Critics complain that a Section 215 order can apply to records pertaining to people not suspected of being foreign agents. (The same is true of an ordinary subpoena.) But this is as it should be. A key technique for catching terrorists is to trace their activities through those of associates who are not themselves engaged, or known to be engaged, in terrorist activities.
This is not to say that Section 215 is flawless. Most obviously, it fails to specify any way for a recipient of an unwarranted or overly broad order to ask a court to reject or narrow the order. Even Attorney General Alberto Gonzales has conceded that this is a defect that should be cured.
Gonzales, in this and other ways, including his April 13 meeting with ACLU Executive Director Anthony Romero, has responded to critics far more constructively than his predecessor, John Ashcroft, ever did.
Critics, including Peter Swire, a law professor at Ohio State University who is the Section 215 critic on PatriotDebates.com, also make a strong case that a gag-order provision in Section 215 is unduly sweeping. This provision automatically bars recipients from disclosing Section 215 orders to the media or to anyone else, ever. The purpose is to prevent terrorists from learning that the government is on their trail. But the absolute and perpetual nature of the gag orders eliminates a key check on possible abuse. Swire proposes several limitations. At least one seems worthy of adoption: The gag orders should expire after six months unless extended by the FISA court.
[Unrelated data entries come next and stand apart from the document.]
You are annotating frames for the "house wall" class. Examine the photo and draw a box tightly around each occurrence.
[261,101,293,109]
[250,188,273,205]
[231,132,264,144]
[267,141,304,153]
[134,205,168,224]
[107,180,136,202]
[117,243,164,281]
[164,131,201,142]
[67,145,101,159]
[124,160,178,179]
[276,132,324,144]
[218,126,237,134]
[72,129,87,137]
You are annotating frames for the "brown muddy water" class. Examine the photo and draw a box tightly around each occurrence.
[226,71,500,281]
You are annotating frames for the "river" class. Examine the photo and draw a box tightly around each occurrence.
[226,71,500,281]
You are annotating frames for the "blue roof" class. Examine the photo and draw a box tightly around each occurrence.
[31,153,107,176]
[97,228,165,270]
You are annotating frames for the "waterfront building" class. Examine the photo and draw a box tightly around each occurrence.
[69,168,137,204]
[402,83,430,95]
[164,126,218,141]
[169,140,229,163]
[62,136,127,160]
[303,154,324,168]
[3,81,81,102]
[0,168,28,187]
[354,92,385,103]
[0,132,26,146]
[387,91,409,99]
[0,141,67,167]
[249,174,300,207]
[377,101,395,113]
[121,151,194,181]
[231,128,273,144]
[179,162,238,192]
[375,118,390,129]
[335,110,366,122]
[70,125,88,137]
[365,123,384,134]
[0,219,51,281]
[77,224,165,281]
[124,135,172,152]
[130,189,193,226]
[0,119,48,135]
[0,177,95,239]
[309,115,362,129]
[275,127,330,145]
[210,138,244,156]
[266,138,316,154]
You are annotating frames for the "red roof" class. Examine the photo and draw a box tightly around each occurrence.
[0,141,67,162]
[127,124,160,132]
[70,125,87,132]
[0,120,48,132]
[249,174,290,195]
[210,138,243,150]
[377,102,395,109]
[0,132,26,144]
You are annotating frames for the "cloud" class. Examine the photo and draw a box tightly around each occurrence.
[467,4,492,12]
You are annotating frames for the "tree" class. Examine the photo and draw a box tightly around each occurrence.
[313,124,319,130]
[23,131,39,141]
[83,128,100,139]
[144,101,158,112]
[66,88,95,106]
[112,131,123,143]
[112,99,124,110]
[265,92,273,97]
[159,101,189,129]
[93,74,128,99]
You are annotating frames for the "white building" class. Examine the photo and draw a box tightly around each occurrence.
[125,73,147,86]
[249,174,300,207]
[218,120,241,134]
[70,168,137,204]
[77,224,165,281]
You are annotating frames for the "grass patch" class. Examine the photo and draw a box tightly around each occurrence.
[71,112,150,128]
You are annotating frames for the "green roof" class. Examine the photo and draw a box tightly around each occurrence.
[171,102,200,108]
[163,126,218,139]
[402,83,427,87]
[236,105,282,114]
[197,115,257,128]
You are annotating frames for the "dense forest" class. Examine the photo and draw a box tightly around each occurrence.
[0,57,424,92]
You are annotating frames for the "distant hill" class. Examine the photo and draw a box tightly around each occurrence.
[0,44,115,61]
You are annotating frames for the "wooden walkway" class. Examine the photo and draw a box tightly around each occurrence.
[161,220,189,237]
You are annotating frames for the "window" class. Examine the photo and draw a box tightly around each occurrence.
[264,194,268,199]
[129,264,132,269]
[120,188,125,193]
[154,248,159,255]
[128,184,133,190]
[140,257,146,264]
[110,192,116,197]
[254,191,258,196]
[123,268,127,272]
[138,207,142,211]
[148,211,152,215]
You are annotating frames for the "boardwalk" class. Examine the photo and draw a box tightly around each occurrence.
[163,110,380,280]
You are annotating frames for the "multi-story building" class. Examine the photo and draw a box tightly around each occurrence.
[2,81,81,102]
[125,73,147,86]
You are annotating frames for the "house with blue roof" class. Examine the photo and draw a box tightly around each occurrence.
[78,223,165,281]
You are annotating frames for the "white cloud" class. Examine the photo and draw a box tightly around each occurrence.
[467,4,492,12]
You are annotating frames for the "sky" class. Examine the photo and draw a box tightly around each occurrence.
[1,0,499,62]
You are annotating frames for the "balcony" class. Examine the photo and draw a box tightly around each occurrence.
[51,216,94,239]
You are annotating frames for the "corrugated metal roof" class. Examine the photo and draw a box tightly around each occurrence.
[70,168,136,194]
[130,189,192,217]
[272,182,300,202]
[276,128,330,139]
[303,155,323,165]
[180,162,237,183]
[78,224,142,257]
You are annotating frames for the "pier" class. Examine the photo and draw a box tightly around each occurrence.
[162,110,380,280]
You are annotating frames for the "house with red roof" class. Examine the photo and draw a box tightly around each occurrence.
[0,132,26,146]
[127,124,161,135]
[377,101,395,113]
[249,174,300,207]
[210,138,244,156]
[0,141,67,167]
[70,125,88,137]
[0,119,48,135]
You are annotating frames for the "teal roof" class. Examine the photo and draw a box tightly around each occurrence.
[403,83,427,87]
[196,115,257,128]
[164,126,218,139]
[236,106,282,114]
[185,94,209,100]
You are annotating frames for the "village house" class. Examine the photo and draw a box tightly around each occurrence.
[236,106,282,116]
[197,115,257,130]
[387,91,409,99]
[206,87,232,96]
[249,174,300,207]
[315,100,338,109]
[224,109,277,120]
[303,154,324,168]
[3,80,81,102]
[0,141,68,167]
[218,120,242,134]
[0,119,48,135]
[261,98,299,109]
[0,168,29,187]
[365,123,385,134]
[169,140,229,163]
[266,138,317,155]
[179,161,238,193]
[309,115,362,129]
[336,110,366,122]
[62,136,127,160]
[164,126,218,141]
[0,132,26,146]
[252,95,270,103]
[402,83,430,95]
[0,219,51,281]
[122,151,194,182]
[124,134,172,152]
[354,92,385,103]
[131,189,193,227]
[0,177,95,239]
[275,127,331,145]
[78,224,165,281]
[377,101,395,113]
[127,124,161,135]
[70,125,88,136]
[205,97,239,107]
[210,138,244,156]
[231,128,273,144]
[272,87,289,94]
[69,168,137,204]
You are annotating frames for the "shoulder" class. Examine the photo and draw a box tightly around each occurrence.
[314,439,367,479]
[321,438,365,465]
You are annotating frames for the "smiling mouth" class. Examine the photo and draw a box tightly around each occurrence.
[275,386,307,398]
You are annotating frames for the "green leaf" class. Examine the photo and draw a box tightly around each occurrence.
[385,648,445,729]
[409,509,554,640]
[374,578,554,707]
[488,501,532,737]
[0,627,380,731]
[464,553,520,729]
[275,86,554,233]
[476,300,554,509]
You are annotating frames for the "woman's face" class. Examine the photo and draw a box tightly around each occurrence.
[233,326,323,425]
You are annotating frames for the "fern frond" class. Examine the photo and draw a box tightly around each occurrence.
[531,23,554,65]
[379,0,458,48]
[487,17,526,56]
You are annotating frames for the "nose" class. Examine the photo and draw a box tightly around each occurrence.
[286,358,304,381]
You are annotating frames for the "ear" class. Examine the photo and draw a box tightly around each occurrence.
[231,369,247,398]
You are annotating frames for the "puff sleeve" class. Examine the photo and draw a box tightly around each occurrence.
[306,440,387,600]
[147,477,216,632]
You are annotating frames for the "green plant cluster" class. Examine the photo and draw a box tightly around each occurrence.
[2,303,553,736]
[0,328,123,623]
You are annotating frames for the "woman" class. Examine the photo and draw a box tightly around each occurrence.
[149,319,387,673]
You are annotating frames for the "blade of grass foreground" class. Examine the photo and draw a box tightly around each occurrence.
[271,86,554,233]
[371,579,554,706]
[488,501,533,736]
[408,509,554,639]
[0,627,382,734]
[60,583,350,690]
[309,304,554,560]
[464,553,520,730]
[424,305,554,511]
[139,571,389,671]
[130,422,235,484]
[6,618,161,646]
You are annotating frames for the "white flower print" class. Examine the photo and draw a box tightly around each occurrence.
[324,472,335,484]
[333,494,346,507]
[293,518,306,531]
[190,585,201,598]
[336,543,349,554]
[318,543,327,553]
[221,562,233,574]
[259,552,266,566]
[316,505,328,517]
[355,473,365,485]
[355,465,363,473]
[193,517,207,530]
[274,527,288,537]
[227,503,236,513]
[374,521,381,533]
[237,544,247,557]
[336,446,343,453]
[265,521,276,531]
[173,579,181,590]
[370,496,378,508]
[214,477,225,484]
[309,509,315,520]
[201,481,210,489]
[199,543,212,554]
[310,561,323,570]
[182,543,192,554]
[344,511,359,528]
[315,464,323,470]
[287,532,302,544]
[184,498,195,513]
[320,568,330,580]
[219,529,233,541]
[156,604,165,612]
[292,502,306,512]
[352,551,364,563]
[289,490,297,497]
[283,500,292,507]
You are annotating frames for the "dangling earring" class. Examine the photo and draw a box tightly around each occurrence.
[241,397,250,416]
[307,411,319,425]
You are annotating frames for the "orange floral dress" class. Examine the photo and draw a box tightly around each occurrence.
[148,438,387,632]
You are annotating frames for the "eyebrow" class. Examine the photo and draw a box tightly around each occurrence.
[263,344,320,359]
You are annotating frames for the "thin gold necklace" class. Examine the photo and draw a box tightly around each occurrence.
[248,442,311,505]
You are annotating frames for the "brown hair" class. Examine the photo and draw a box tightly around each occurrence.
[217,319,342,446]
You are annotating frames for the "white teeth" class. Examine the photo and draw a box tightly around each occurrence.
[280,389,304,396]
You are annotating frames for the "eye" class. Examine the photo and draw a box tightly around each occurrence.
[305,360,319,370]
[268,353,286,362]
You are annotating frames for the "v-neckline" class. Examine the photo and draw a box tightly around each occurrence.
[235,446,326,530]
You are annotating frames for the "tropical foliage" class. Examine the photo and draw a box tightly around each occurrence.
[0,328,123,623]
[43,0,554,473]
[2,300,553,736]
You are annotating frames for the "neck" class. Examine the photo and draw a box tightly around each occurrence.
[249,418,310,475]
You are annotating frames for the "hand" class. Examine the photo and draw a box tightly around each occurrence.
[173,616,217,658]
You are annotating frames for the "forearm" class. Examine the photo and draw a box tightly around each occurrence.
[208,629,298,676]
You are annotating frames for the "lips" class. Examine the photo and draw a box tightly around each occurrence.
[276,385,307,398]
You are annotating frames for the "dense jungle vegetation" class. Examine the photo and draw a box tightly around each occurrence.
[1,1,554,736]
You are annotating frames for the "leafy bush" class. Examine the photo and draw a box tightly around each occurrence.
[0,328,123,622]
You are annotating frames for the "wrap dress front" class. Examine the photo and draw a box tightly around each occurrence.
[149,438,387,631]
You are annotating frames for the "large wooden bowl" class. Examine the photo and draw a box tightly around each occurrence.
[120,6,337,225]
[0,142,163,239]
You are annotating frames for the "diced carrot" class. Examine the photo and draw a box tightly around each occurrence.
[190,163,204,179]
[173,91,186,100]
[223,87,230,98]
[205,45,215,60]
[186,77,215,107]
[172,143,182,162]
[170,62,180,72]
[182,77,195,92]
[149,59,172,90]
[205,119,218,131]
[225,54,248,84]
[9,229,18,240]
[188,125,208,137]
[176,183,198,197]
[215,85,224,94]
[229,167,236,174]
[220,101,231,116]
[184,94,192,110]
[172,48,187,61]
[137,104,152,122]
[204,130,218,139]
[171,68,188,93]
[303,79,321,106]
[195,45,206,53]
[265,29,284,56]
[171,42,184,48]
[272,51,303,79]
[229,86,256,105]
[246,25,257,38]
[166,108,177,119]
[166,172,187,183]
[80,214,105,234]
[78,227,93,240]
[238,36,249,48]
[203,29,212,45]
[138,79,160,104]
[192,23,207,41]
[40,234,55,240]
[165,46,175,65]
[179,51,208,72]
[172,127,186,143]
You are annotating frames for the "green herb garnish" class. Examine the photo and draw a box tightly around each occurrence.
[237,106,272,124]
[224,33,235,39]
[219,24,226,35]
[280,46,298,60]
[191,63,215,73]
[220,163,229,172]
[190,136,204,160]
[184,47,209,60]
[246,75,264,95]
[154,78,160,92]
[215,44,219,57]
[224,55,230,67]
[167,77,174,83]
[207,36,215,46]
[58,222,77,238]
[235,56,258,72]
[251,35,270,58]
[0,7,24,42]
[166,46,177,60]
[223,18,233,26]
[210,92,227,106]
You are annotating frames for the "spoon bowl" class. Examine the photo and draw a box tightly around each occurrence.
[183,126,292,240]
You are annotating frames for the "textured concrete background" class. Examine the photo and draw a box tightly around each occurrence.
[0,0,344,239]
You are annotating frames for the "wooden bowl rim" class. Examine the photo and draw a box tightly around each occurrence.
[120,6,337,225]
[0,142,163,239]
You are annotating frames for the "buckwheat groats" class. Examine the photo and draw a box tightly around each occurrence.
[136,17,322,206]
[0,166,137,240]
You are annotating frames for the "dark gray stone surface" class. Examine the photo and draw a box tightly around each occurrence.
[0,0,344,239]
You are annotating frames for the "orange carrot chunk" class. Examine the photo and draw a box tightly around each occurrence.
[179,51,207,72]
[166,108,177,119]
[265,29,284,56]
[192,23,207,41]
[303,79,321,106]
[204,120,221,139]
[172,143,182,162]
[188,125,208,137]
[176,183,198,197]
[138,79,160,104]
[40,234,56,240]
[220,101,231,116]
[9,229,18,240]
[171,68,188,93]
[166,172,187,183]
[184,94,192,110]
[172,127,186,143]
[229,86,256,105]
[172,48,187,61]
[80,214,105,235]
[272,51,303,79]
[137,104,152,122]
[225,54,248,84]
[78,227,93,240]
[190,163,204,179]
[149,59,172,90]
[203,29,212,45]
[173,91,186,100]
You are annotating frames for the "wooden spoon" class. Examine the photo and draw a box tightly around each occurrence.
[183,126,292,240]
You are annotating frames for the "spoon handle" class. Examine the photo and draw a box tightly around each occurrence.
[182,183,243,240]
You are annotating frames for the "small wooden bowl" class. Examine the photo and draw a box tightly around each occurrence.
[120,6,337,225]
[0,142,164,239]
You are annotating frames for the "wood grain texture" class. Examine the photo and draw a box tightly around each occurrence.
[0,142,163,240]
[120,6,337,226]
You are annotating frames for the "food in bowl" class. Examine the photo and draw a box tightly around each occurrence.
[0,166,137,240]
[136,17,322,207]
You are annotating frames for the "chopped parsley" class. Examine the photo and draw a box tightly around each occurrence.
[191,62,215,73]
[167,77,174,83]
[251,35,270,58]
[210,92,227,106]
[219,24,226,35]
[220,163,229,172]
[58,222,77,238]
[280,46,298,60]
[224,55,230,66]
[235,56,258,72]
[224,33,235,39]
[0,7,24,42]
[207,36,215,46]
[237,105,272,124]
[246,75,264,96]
The other major target of civil libertarians is Section 213, which authorizes so-called "sneak-and-peek" warrants for what the government calls "delayed-notice" searches. Ordinarily, search warrants must be served on the subjects at the time of a search. Section 213, which is not among the provisions scheduled to sunset, recognizes several exceptions, allowing judges to delay notice of a search until after a search is already completed, when the government shows that delay may be necessary to avoid: 1) endangering life or physical safety, 2) flight from prosecution, 3) tampering with evidence, 4) intimidation of witnesses, or 5) "otherwise seriously jeopardizing an investigation or unduly delaying a trial." This last is the so-called catch-all provision.
Amid a deluge of misleading scare rhetoric about FBI agents rummaging through bedrooms and covering their tracks, most critics have ignored the fact that Section 213's main impact is to codify what courts have done for decades when necessary to avoid blowing the secrecy that is critical to some investigations.
Critics complain that Section 213 was enacted under a false flag, because sneak and-peek searches in terrorism investigations had already been authorized by FISA. The provision's main impact, they say, has been to make it easier for agents to obtain sneak-and-peek warrants in ordinary criminal investigations. This is true. It's also true that a strong case can be made for revising Section 213 to require notice of an ordinary criminal-investigation search within, say, seven days unless the court authorizes further delay. And it's arguable that the catchall provision makes it too easy to get a sneak-and peek warrant.